Equity indexes closed at new highs as health-care and raw-material companies rallied. The Dow Industrials added 40 points to close at 17,687.82 while the S&P 500 Index gained .51%. The Nasdaq Composite was up .67%. Gold and silver rallied today and volatility continues to fall.
GDXJ, the junior gold miners ETF, was a big winner yesterday and it did it again today, climbing 6.76% on almost double average daily volume. GREK, the Greece 20 ETF, jumped 5.92% but it’s still far below its 50-day and 200-day SMAs. SIL, the silver ETF, was up 5.60% and TAN, the solar ETF, was shining as it gained 4.97%. Please click on the symbols for details.

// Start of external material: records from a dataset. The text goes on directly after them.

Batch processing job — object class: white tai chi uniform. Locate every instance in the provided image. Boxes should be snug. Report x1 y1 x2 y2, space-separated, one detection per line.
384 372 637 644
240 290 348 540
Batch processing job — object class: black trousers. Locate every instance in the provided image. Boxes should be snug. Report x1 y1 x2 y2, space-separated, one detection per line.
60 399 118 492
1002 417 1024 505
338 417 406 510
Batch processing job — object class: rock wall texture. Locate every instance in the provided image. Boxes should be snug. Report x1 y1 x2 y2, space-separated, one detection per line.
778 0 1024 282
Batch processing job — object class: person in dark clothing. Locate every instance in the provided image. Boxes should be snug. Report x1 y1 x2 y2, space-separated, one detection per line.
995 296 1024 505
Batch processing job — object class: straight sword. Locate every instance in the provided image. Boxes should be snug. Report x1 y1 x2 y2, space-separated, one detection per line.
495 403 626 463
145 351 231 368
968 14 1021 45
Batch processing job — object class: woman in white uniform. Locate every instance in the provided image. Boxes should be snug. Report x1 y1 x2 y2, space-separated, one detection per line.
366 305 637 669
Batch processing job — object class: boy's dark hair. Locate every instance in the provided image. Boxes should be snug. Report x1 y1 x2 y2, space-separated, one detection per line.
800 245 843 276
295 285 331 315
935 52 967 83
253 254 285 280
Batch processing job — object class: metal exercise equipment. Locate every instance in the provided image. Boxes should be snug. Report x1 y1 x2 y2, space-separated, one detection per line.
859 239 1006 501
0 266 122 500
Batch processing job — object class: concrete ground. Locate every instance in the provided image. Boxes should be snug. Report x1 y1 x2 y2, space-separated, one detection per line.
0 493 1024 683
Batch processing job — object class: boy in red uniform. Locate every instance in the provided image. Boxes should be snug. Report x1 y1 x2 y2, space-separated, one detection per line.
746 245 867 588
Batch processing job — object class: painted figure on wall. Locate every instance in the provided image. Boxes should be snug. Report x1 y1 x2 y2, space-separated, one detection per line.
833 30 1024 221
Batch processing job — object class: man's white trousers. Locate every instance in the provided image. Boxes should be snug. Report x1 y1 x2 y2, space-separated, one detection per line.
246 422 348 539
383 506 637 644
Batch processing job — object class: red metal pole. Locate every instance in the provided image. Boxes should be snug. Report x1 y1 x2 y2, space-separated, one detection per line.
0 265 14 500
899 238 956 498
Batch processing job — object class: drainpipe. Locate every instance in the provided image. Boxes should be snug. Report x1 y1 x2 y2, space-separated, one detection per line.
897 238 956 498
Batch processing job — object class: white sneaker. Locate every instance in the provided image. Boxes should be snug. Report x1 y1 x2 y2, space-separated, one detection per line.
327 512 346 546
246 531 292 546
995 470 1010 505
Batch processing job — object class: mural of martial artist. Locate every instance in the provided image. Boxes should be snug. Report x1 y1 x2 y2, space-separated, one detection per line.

It seems hard to believe the market can keep climbing without pulling back but despite JP Morgan Chase today telling its investors to dump U.S. equities, it ain’t happening yet. In fact, I see confirmation of the move in the long-term (monthly) Volume Zone Oscillator (VZO) and Price Zone Oscillator (PZO) charts on SPY, the S&P 500 Index ETF.
The oscillators, developed by market technician Walid Khalil, reflect buying and selling pressure in the security being evaluated. When the security’s price is above the 60-bar EMA and the oscillator is above +15 and rising, that’s bullish. Please take a look at the PZO and VZO charts below, which can be made full-screen by clicking on them. PZO is on the left and VZO is on the right:
Normally, when the oscillator rises above +60 and then closes below, that’s a signal to sell. But there are times when the ETF trades sideways rather than pulls back even though the oscillator declines, and then the oscillator begins rising again. That’s what happened back in June/July of last year and January of this year. You can see how both PZO and VZO broke upwards through their descending trendlines at the end of last month.
So does this mean it’s clear sailing ahead for the stock market? It’s hard to believe that will be the case but the market does climb a wall of worry. In any event, the answer to that question is something we will know, in the fullness of time.